The two flight recorders were shown to journalists for the first time as they arrived in Paris after being fished from the ocean bed off Brazil, where they had lain two and a half miles down for almost two years.
The boxes – which are fluorescent orange rather than black, so they can be seen in wreckage – have been preserved in mini aquariums that imitate the conditions of the water they were found in.
They were transported, under French armed guard, via French Guyana after being recovered at the beginning of May following a record-breaking 23-month search that many had feared would be fruitless.
Scientists from France's BEA air accident inquiry agency at Le Bourget airport, north of Paris, will immediately begin the painstaking task of checking whether the information held by the boxes is still intact and possible to read.
The flight data recorder should hold the technical co-ordinates of the flight of the Airbus A330 jet, and the cockpit voice recorder should contain the pilots' final conversations.
If this information is readable, the boxes will yield the secrets of the crash of Flight AF447, which dropped into the ocean in unexplained circumstances.
The boxes will be examined under microscope and then tested electronically before technicians attempt to extract the data from memory cards.
Jean-Paul Troadec, of BEA, said that, if the cards were relatively intact, it would take a few hours to obtain the data.

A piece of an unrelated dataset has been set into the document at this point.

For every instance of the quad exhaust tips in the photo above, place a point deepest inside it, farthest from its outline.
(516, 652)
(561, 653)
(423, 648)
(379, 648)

Months of analysis would follow in order to establish what happened.
But if the cards had degraded at the bottom of the ocean it was impossible to say how long it would take to extract information. He said it would be clear by Monday whether the cards were readable.
The report into the crash will not be ready until the end of this year at the earliest, but it is more likely to be ready at the start of 2012.
French authorities also announced that they would not recover all human remains from the ocean bed wreckage if it became clear that their decomposition made identification impossible.
Last week, the first body was retrieved, still strapped to its seat. The remains appeared partially decomposed. A second body was later recovered.
Investigators said it would take until next Wednesday to establish whether DNA identification was possible.
Experts had warned that the cold temperatures and lack of oxygen on the deep ocean bed could mean bodies were comparatively well preserved. But they could rapidly decompose as they are abruptly moved to warmer surface waters and into the air.
Families have been divided over whether to recover the victims' remains, with some wanting a funeral to be held and others wanting to leave the bodies where they are. About 50 bodies are known to be in the wreckage.
A judicial investigation for manslaughter against Airbus and Air France was opened in France in March.